In [1]:
import pandas as pd
import matplotlib.pyplot as plt
import numpy as np
import os
import math
from scipy.stats import f_oneway

def readfile(filename):
    # Get the data from the file
    file = os.path.join(os.getcwd(), 'output', 'files', str(filename))
    df = pd.read_csv(file, index_col=False)

    # Drop unnecessary columns, get exit and entry frame.
    df = df.drop(['Cell kind', 'Coordinates'], axis=1)
    df['exit'] = df.loc[df['Event'] == 'exit', 'Frame'].astype(float)
    df['entry'] = df.loc[df['Event'] == 'entry', 'Frame'].astype(float)
    df = df.drop(['Event', 'Frame'], axis=1)

    # Get run number
    df['Run'] = np.nan
    run = 1
    for i, row in df.iterrows():
        if row[0] == 'ID':
            run += 1
        else:
            df.at[i, 'Run'] = run

    # Group runs and remove info of cells which haven't finished (last 20)
    df = df[df['ID'] != 'ID']
    dfs = [x for _, x in df.groupby('Run')]
    for i in range(len(dfs)):
        dfs[i] = dfs[i].groupby(['ID'], as_index=False).first()
    df = pd.concat(dfs)
    df = df.dropna(subset=['exit'])

    # Remove first 20 cells due to uninhibited movement
    for run in df['Run'].unique():
        ids_to_remove = df[df['Run'] == run]['ID'].unique()[:20]
        df = df[~((df['Run'] == run) & (df['ID'].isin(ids_to_remove)))]

    # Casting dtypes
    df['Frames'] = df['exit'].astype(float) - df['entry'].astype(float)
    df['Run'] = df['Run'].astype(int)
    runs = df['Run'].unique()

    # Creating final dataframe
    summary_df = pd.DataFrame(columns=['Run', 'Mean Frames', 'Std Frames', 'Min Frames', 'Max Frames',
                                       'Median Frames', 'Q1 Frames', 'Q3 Frames'])

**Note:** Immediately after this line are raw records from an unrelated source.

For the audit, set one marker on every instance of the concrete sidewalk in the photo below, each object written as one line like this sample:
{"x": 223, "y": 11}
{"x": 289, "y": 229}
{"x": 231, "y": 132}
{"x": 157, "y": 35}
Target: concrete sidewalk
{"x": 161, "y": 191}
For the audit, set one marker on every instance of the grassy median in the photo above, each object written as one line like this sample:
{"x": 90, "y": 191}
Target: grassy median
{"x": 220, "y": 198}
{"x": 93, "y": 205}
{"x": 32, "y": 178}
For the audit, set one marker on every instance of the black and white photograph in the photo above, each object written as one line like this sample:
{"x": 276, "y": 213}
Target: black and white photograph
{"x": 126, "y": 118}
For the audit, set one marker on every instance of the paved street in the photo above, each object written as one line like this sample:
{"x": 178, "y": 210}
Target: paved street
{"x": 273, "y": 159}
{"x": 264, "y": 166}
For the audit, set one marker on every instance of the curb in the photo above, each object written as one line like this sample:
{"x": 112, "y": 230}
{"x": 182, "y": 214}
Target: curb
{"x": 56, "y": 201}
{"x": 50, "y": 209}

    for run in df['Run'].unique():
        df_run = df[df['Run'] == run]
        mean_frames = df_run['Frames'].mean()
        std_frames = df_run['Frames'].std()
        min_frames = df_run['Frames'].min()
        max_frames = df_run['Frames'].max()
        median_frames = df_run['Frames'].median()
        q1_frames = df_run['Frames'].quantile(0.25)
        q3_frames = df_run['Frames'].quantile(0.75)

        row = pd.DataFrame({'Run': [run], 'Mean Frames': [mean_frames], 'Std Frames': [std_frames],
                            'Min Frames': [min_frames], 'Max Frames': [max_frames],
                            'Median Frames': [median_frames], 'Q1 Frames': [q1_frames], 'Q3 Frames': [q3_frames]})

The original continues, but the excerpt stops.